Толстой до и после
Светлана Проскурина сняла вполне близкую к тексту экранизацию «Анны Карениной» — совпадают имена, явки, пароли. Есть лошади (не Фру-Фру, но все-таки), поезд, оттопыренные уши законного супруга, наконец. Сценарий написал Василий Сигарев, у которого мастерство драматурга имеется точно. Когда-то он получил премию Evening Standart из рук Тома Стоппарда — теперь проделывает тот же трюк, что британец в «Розенкранце и Гильденстерне» — показывает канонический сюжет глазами второстепенных персонажей: Сережи, сына Анны и Каренина. Как до такого хода до сих пор ни один театральный хотя бы деятель не додумался — остается только гадать.
«До свидания, мама» — кроме прочего, парад-алле недооцененных. Чувствуешь неловкость — Александра Ребенок, исполнительница главной роли, на экране мелькала в безделушках и бац — выросла в серьезную большую актрису. Проскурина — тоже недооценена до обидного (премию «Кинотавра» за прошлую ленту «Перемирие» не примешь даже спросонья за признание), хотя обладает целым набором уникальных навыков. Единственная, например, умеет снимать обнаженную натуру — и делает это здорово в каждом фильме, в одиночку в русском кино тянет лямку рефлексии на тему телесности. Ее талант — изобразительный, и в «Маме» она, наконец, демонстрирует его в полный рост. Снимает сосны, песок, шоссе, тянущиеся вдоль серого моря, усыпанный елочными иголками батут, огни за окном. И из этого всего лепит фильм.
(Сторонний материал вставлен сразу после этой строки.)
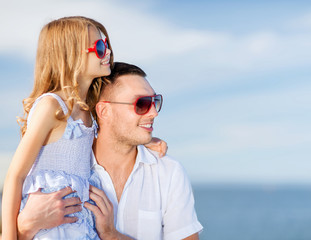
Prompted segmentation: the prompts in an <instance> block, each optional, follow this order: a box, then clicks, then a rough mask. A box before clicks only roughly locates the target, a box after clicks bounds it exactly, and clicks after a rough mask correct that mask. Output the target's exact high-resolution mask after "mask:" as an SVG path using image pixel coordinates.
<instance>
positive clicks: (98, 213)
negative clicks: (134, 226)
mask: <svg viewBox="0 0 311 240" xmlns="http://www.w3.org/2000/svg"><path fill="white" fill-rule="evenodd" d="M90 199H92V200H93V201H94V202H95V203H96V205H97V206H95V205H93V204H90V203H88V202H85V203H84V206H85V207H86V208H87V209H89V210H90V211H92V212H93V214H94V216H95V225H96V230H97V233H98V236H99V237H100V239H105V240H106V239H107V240H108V239H132V238H129V237H127V236H125V235H123V234H121V233H119V232H118V231H117V230H116V228H115V226H114V215H113V204H112V203H111V202H110V200H109V199H108V197H107V196H106V194H105V192H104V191H102V190H100V189H98V188H96V187H94V186H92V185H90Z"/></svg>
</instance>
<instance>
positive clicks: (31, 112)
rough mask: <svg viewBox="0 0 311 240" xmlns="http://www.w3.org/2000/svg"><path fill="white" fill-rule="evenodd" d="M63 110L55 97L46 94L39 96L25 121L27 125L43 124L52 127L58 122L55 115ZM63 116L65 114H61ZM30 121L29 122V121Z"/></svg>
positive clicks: (59, 103)
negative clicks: (34, 123)
mask: <svg viewBox="0 0 311 240" xmlns="http://www.w3.org/2000/svg"><path fill="white" fill-rule="evenodd" d="M60 108H63V106H62V103H61V102H60V101H59V99H57V98H56V97H55V96H53V95H51V94H48V95H42V96H40V97H39V98H38V99H37V100H36V101H35V103H34V105H33V107H32V109H31V111H30V113H29V116H28V120H27V122H28V123H27V124H28V125H29V124H31V123H33V122H35V124H38V121H39V122H45V123H47V124H52V125H54V124H55V123H56V122H57V121H58V120H57V119H56V113H57V112H58V111H59V110H60ZM63 114H65V113H64V112H63ZM30 120H31V121H30Z"/></svg>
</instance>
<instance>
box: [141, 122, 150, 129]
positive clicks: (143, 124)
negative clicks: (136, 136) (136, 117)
mask: <svg viewBox="0 0 311 240" xmlns="http://www.w3.org/2000/svg"><path fill="white" fill-rule="evenodd" d="M140 126H142V127H146V128H151V127H152V124H150V123H149V124H141V125H140Z"/></svg>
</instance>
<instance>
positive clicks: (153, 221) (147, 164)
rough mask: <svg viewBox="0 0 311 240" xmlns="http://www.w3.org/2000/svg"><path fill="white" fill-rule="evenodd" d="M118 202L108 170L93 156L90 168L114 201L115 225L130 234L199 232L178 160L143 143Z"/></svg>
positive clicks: (113, 204)
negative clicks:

«Мама» — фильм почти совершенный по части драматургии, актерской игры и изобразительного решения. Все вместе складывается в крепко сбитый техничный фильм. Подвох на этом гладком автобане ждет зрителя после того, как лента переваливает за экватор. Анна исчезает с Вронским, Каренин остается один на один с Сережей. Здесь Проскурина с Сигаревым додумывают мужской мир, потерпевший крушение в северных фьордах, за Толстого — и выруливают в самые неожиданные зыбучие пески. Появляются антиклерикальность, попытка найти почву в православии. Вводится новая женщина Каренина, набожная тетка, Сережу отправляют в церковную школу, где он бубнит «скоро Пасха» и учится обращаться с крашеными яйцами. На фоне изящества первой части, эдакой шарады на тему «Карениной», которую интересно и весело разгадывать, финальный блок выглядит суровым и удушливым надгробным камнем. За выверенными красками, отточенной формой — начинается традиционный суровый русский народный кошмар, болотная тать. Проскурина перековывает на глазах у любезной публики орала обратно на мечи, обращает весь свой талант живописца на службу злейшей, почти щедринской сатиры против мракобесия. От сатиры не легче — ужас от гнилых автобусов с паломниками, пузатых моржей, плещущихся в купельках, постных пирожков еще сильнее. Видимо, такая финальная точка изящного фильма-бонбоньерки по мотивам классики логична — как ни мучительно ее смотреть. Что ни собирай — получится автомат Калашникова. Что (и как!) не снимай — будет русский народный кошмар с церковкой и свечками. Выхода нету. Пока.